JUAN BARRETO/AFP via Getty Images
- Russia’s forces in Ukraine will be “exhausted” soon, said a former senior NATO leader.
- James Stavridis said a tough winter would create a window for meaningful negotiations.
- Ukraine is seeking to push back Russian forces along a broad front in east Ukraine.
Former NATO official James Stavridis said that Russia’s forces in Ukraine will be “burned through and exhausted” by the end of winter, creating an opportunity for peace negotiations.
In an interview with New York radio station WABC 770, Stavridis said that while Ukraine was winning on the ground, Russia had an advantage in the air.
Stavridis is a retired US Navy admiral who from 2009 to 2013 served as NATO’s Supreme Allied Commander, one of the most powerful roles after the secretary general.
“I don’t see either side having a breakthrough moment — at least this winter,” Stavridis told WABC host John Catsimatidis.
“Unfortunately, the first chance we can get to a negotiation is going to be after the winter. The Russians will be burned through and exhausted, losing so many men, so much equipment.”
Stavridis also said that there will be pressure on both sides in 2023 to enter into negotiations to end the conflict.

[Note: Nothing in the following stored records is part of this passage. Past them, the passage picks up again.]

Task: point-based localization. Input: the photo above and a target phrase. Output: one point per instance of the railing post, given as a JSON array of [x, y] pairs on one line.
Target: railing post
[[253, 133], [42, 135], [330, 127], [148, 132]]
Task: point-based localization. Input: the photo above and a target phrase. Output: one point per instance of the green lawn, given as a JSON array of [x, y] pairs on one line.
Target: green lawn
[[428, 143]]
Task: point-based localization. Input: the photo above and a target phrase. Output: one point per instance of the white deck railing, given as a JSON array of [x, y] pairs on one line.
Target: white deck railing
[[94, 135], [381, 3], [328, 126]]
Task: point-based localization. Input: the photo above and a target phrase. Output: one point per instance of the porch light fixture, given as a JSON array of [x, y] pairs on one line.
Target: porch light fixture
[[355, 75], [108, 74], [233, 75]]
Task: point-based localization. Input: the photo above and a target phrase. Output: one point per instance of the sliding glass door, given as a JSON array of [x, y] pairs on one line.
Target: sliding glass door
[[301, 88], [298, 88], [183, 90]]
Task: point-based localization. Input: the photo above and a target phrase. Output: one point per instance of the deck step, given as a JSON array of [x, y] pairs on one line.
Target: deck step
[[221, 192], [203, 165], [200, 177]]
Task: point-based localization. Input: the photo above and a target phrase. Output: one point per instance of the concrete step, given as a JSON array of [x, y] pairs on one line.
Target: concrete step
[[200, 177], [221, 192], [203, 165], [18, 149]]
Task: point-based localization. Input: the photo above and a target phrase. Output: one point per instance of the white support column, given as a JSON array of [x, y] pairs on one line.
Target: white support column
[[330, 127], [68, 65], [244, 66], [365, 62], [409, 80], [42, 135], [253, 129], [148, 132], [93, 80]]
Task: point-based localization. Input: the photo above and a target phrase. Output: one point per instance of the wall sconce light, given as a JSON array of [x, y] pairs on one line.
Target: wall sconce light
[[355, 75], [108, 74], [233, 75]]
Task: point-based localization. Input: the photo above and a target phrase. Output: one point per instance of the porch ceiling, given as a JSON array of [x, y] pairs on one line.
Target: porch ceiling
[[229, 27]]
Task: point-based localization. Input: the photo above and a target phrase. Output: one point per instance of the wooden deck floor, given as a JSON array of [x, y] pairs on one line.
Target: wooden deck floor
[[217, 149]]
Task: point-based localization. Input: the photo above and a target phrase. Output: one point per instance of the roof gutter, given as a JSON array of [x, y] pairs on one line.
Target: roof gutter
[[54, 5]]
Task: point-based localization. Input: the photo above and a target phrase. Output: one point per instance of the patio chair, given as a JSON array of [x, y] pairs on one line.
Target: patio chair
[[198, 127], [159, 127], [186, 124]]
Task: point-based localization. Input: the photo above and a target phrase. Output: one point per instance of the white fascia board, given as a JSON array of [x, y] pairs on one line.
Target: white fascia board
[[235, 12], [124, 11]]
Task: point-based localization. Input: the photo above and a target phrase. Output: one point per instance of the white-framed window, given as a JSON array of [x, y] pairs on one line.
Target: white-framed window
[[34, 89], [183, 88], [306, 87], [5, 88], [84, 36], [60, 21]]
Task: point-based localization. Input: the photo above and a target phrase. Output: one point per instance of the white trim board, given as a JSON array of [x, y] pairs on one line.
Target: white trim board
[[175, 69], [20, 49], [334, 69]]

“On the Ukrainian side, the pressures from the West, in order to avoid further costs, is going to become significant,” Stavridis predicted.
“When I put it all together, more war to go. Ukrainians win it on the ground. Russians winning in the skies.”
“Let’s all push for a negotiation sometime mid-2023,” he said.
Ukrainian and Russian forces are fighting along an approximately 600 mile front, with Ukraine forcing Russia into defensive positions in the south and northeast, while Russian forces are seeking to advance around the eastern city of Bakhmut.
Ukraine had forced Russia to give up large swaths of territory late in 2022, but as winter set in gains for either side have been piecemeal.
Russian forces have suffered steep casualties in the war so far, and the Kremlin has mobilized around 300,000 people meant to give Russia an advantage in the months to come.
Some, seemingly including Stavridis, do not think the mobilized troops will be a large help. They cited the high casualty rates among trained officers and poor training and equipment as reasons that an influx of unskilled fighters may not be much use.
In a recent missile strike, Ukraine killed hundreds of Russian recruits in the Donetsk region in a strike blamed on a basic error: raw soldiers giving their locations away by using their phones.
Ukrainian intelligence has claimed that Russia is preparing to draft 500,000 more civilians for a potential spring offensive, a claim denied by the Kremlin.
Stavridis told WABC that he believes Ukraine is winning the “ground war” because it is more motivated and has been given cutting-edge equipment by Western nations, like the HIMARS artillery used to blow up the soldiers in Donetsk.
Russia retains an advantage in the air, Stavridis said, pointing to its use of drones to target infrastructure.
Though both the Kremlin and Ukraine’s government have in recent weeks signaled a willingness to negotiate, UN Secretary General António Guterres said in December he does not believe there will be “serious” peace talks in the immediate future.